Repair of deoxyinosine by human BER. (A) Deaminated purines are excised by AAG to create an abasic DNA repair intermediate that is the substrate for APE1. (B) DNA hairpins were 5′-labelled with fluorescein (FAM). Numbers indicate the name for the substrate in which the indicated position contains either deoxyinosine or abasic site that is opposite T.

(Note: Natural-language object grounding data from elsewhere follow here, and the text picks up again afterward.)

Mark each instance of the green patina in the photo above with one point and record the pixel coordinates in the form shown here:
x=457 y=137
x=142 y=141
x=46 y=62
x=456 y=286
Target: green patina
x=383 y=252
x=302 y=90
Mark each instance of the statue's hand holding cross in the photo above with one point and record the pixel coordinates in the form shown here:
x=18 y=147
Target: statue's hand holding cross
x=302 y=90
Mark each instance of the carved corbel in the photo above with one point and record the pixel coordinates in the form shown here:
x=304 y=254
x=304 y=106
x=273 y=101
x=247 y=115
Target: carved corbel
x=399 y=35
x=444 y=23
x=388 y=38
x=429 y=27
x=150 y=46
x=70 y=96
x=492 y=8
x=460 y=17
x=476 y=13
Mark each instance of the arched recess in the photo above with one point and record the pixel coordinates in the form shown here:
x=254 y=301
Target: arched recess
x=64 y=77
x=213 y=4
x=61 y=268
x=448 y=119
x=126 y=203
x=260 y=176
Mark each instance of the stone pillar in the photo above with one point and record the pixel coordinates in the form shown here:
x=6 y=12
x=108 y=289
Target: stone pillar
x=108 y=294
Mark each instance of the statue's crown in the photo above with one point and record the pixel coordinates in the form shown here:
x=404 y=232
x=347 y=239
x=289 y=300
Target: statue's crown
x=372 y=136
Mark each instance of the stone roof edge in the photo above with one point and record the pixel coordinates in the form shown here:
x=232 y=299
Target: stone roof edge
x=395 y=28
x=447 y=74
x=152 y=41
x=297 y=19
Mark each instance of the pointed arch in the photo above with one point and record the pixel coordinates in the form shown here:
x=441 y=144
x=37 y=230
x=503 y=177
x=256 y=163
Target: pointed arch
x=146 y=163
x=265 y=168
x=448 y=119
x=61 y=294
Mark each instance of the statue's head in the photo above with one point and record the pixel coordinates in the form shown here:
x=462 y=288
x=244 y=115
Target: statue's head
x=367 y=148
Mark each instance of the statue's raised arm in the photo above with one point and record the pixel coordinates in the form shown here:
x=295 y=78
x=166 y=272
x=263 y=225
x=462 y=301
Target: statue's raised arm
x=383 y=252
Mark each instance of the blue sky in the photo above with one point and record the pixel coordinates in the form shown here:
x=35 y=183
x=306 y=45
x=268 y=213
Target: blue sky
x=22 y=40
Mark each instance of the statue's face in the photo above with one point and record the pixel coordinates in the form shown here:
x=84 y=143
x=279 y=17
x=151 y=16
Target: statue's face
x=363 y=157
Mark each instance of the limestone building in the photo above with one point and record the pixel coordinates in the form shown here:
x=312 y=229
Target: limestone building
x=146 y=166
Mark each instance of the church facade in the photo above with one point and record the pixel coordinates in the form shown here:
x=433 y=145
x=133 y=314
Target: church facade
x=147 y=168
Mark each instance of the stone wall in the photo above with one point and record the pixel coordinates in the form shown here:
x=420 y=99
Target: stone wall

Glycosylase activity of AAG on hairpin oligonucleotides

The minimal kinetic mechanism for the recognition and excision of hypoxanthine (Hx) from an I•T mismatch is depicted in Figure 2D (27). The maximal single-turnover rate constant at saturating amount of enzyme (kmax) is limited by the rate of base excision, which includes an unfavourable equilibrium for nucleotide flipping and the N-glycosidic bond cleavage step. At low to moderate ionic strength, the rate of reaction with saturating substrate (kcat) is limited by the dissociation of the abasic product. The rate of dissociation increases with increasing NaCl concentration and is no longer rate-limiting at a high concentration of NaCl (27,29).

Figure 2.

Kinetic characterization of the AAG-catalysed glycosylase reaction. (A) Representative single-turnover reactions were fit by single exponentials. (B) Representative multiple-turnover competition experiments to determine relative kcat/KM values. The time course for HP+3 and the reference substrate are shown in the inset, and the ratio of the products yields the relative kcat/KM value (Equation 4). (C) Representative multiple-turnover experiments in the presence (closed symbols) and absence (open symbols) of APE1. The burst phase that occurred for HP+2 and HP+3 before the first time point was subtracted from the data to facilitate comparison of the steady-state rates. The uncorrected data are provided in Supplementary Figure S5. (D) The minimal reaction mechanism. AAG must bind to substrate DNA (S) and flip out the damaged base before catalysing N-glycosidic bond cleavage. Dissociation from the abasic product (P) is the rate-limiting step at low salt concentration. Grey arrows indicate which steps are monitored by different rate constants. The release of product is considered to be irreversible under the initial rate conditions that were used.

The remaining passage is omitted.